Where the original has been lost and cannot be found after thorough searches, secondary evidence may be allowed. This will commonly happen with lost will or deeds. Evidence of searches made will be required. Evidence may be given as to where the document was last held and in whose custody one would reasonably expect to find it. It is necessary to show that the document existed and has been lost.
Where the introduction of the original is not physically or legally possible, a copy or photograph may be sufficient. Where, for example, a notice is fixed to a building, a copy may be received. Secondary evidence is allowed if the original in the custody of a third party who is not obliged to furnish it. This may happen, for example, if the third party is outside the jurisdiction or is in a position to assert privilege. If the third party is legally compellable to produce the document, then this must be done.
Where the document is in the custody of the other party and he fails to produce after service of a Notice to Produce, secondary evidence, it is allowed. Notice to Produce must be served a reasonable time in advance. This will typically be done in a number of weeks before a trial.
Public Documents
A range of documents is deemed proved by certified copies issued under public authority. The Evidence Act 1851 provides that books or documents of a public nature may be admissible in evidence on production from proper custody if production of the original would involve a high degree of public inconvenience.
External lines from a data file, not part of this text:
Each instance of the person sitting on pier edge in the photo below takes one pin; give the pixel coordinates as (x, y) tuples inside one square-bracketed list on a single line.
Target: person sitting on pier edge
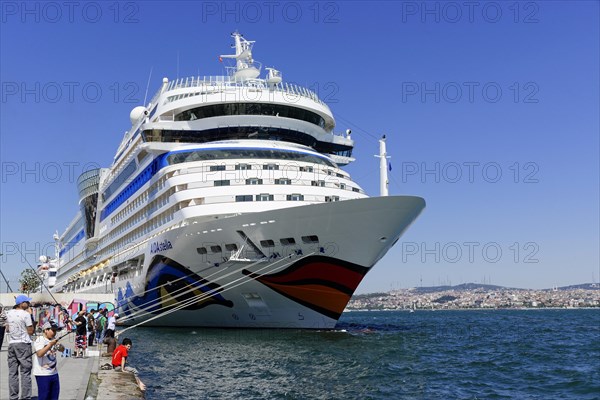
[(111, 345), (19, 329), (120, 358), (44, 363)]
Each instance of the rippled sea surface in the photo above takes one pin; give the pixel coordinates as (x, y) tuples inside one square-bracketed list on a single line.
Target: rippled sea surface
[(520, 354)]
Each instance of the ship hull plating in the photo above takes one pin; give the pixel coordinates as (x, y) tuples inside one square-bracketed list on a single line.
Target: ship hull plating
[(288, 268)]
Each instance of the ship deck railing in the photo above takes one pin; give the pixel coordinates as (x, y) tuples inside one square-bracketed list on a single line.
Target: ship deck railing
[(226, 82)]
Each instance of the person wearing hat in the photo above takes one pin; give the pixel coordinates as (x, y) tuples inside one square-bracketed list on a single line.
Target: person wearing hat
[(44, 363), (111, 325), (19, 329)]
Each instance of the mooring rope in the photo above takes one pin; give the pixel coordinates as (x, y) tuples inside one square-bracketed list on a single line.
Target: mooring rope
[(200, 297)]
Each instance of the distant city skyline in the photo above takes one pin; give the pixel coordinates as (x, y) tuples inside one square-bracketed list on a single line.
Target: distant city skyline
[(490, 111)]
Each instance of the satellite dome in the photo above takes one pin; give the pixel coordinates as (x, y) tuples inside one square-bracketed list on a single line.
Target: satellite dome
[(137, 113)]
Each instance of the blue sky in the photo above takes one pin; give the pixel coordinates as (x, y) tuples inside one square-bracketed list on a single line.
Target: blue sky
[(491, 113)]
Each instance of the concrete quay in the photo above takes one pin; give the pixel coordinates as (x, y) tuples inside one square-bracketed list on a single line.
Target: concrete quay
[(81, 379)]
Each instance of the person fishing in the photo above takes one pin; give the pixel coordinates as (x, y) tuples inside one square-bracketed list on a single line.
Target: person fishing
[(44, 363)]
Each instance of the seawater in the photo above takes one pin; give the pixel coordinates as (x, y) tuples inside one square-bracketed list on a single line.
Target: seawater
[(479, 354)]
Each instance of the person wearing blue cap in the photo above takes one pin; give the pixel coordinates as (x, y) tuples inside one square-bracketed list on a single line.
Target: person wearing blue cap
[(44, 363), (20, 329)]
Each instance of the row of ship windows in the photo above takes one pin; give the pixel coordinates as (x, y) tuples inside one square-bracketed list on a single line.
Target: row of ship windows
[(163, 200), (143, 230), (142, 214), (270, 197), (282, 181), (273, 167), (162, 181), (264, 243)]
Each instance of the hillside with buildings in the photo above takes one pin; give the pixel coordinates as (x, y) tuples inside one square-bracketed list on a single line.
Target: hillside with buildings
[(472, 296)]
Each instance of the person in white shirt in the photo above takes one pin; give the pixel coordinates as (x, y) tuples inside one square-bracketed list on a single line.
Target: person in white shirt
[(19, 329), (111, 325), (44, 363)]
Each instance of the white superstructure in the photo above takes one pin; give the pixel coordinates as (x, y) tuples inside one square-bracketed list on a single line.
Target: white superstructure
[(226, 206)]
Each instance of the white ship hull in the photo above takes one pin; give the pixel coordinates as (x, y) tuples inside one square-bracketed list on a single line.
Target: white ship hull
[(307, 285), (226, 206)]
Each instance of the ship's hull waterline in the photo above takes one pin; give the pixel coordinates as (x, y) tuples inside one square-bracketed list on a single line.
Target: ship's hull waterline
[(301, 285)]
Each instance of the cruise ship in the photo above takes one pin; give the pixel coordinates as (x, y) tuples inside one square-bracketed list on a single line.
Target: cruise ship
[(226, 206)]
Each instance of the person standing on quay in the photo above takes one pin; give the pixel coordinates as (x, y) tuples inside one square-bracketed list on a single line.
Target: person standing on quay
[(44, 363), (80, 335), (2, 324), (20, 329), (91, 327)]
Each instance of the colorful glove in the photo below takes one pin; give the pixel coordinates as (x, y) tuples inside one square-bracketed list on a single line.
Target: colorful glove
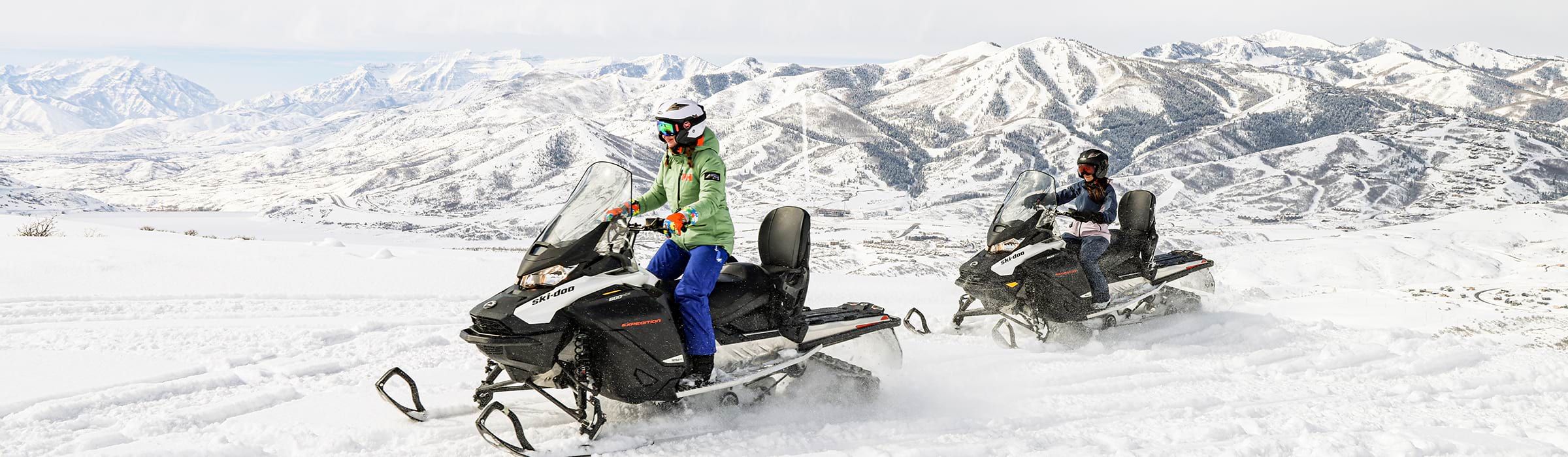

An examined or certified copy is admissible. This provision applies at the absence of specific legislation making a copy or a certified copy admissible.
There are special provisions in relation to other types of public and official documents. State documents, statutory instruments and ministerial orders are admissible under the Documentary Evidence Act 1868 and 1925. The 1851 Act also provides for the admission of the admission of proclamations, treaties and acts of the State and foreign countries as evidence.
Certified copies from the registrar of Births, Deaths and Marriages, the Land Registry and many other public bodies are admissible under their governing statutes.
The Bankers Book Evidence Acts allows copies of entries in bank records verified by certain officers of the banks, as evidence of their content.
Authenticity
Where a document must be proved, a person who can give evidence as to its authenticity should verbally swear or affirm its authenticity. This may involve a comparison of handwriting. Alternatively, there may be some other linkage between the document and the copy produced.
Where there is a dispute regarding handwriting, expert evidence may be given of a comparison between the copy and an undisputed sample. Equally verbal evidence of non-expert witnesses may be produced in relation to handwriting. The proof need not be by a handwriting expert.
At common law, a document more than 30 years old, produced from proper custody, which is complete on its face and, if necessary, stamped is presumed to be invalid. Where documents are required to be stamped, they must be properly stamped in order to be admitted as evidence.